I too usually skip a few versions here and there and just upgrade when I feel there is something that will affect my quality of life and save me time. The things I work on do not need to be on the bleeding edge all the time, and I just do not need continuous upgrades unless they are bug fixes (which shouldn't be part of a version upgrade anyways.)

I've done my share of advocacy for Idea and their products, and how good software was always worth paying for. I don't use intelliJ 8 hours a day 330 days a year either, maybe I get about one to two months a year of use out of it, but when I did it had always been a lot more enjoyable to use than Eclipse or NetBeans.

I never minded paying for upgrades when I did, cost is not an issue. I wish them the best, but i just can not see perpetually paying for something I just don't use that often. I guess my upgrades every other version were just not enough revenue for the people at Idea and I can respect that. I wish them the best, but I'll just stick to what I have till it becomes obsolete and transition to something else.

The sky is never falling, if there a void left someone will fill it and until then, there is Eclipse.

Anonymous said...

Gees what a bunch of lowlife's

Anonymous said...

I had no idea this was JetBrains' license strategy until I opened WebStorm this morning to find out I couldn't use it.

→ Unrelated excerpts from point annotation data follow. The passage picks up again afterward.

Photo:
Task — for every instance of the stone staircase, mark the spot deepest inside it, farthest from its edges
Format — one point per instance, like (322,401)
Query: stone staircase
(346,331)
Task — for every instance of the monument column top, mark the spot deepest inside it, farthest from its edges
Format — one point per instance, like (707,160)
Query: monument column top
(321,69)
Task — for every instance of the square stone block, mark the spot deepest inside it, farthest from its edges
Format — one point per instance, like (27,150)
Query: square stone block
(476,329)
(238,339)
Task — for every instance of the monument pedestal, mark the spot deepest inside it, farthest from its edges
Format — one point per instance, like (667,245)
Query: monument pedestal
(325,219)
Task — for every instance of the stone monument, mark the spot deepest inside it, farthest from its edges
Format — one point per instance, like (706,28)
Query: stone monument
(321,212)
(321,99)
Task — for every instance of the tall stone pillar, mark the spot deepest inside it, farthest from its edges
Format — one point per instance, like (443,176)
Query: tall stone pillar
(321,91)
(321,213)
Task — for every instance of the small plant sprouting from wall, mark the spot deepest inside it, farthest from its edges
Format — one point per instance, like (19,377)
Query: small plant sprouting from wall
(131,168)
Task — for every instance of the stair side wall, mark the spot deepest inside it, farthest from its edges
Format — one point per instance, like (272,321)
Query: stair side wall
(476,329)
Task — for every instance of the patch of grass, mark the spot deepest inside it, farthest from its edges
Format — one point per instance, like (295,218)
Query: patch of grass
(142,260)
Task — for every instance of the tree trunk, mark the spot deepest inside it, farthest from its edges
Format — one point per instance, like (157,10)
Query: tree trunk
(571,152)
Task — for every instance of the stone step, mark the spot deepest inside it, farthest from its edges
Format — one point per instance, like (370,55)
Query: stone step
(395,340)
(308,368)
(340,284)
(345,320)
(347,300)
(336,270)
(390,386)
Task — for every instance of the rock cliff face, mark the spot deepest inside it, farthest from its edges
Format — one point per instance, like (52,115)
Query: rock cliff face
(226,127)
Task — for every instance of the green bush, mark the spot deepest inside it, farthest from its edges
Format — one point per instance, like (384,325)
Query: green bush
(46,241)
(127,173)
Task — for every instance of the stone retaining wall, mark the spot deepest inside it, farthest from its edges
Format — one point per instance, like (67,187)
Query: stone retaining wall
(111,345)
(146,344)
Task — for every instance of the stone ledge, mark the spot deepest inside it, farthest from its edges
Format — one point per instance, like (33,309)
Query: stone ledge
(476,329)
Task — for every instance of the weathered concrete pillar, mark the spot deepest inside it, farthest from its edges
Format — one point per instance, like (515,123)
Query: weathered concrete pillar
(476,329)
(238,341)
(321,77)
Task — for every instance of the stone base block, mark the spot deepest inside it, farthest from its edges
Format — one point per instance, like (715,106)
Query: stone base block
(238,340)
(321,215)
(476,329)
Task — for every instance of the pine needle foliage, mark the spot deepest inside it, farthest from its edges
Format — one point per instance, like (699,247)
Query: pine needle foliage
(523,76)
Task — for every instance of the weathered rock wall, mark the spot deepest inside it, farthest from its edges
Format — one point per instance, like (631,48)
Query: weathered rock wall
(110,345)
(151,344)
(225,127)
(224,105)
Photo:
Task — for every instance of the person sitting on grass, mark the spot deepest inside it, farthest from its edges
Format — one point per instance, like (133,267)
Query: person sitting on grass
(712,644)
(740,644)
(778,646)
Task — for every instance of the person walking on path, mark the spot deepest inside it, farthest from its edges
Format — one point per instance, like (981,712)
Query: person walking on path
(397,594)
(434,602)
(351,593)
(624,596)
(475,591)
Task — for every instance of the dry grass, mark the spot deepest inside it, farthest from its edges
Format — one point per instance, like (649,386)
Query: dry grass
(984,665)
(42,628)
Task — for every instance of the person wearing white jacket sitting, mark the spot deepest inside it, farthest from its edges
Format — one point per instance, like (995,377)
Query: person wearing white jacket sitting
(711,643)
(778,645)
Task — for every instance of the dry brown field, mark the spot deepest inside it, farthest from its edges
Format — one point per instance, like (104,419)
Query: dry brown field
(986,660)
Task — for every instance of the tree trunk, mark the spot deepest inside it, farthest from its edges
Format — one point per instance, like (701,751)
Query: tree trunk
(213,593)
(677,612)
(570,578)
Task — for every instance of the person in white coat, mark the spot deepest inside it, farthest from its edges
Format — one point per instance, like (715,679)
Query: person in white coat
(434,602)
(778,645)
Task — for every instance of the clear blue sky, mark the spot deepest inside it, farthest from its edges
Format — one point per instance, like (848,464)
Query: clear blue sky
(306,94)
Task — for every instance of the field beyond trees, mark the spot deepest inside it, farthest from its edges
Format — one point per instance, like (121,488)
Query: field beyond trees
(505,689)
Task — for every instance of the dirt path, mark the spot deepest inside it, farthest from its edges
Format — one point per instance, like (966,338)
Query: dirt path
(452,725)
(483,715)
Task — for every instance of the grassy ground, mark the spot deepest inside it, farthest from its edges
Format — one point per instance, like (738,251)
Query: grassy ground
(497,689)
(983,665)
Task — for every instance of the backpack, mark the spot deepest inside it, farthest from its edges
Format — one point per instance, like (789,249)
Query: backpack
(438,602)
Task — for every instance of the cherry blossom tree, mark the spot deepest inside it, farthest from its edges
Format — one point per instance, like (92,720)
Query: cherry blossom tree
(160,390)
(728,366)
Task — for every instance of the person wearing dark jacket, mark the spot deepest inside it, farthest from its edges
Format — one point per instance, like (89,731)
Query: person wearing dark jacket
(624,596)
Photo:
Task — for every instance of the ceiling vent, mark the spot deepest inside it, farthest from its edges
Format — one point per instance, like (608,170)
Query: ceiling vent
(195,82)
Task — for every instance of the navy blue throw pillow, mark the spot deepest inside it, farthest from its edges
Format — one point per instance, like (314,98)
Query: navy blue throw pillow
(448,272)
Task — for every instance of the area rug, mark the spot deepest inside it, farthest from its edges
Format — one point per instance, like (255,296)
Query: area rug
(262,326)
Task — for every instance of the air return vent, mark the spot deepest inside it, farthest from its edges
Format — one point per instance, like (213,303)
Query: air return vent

What a load of horse shit! I can understand not being eligible for updates, but not being able to use the software I paid for? Unreal.

I stopped paying for Resharper with the release of Visual Studio 2017, as VS2017 is fine without it. I won't be paying for any other JetBrains products ever again.

Better strategy: Charge double, and let me keep my goddamned software. This "as soon as you stop paying for it you can't use it" is baloney. So if I pay for 10 years and then stop paying for it, I can't even use the first version I paid for 10 years ago? Asinine!

Stop paying for JetBrains software, people! Better options are out there. Some are free, and those which aren't certainly are on better license structures than this garbage.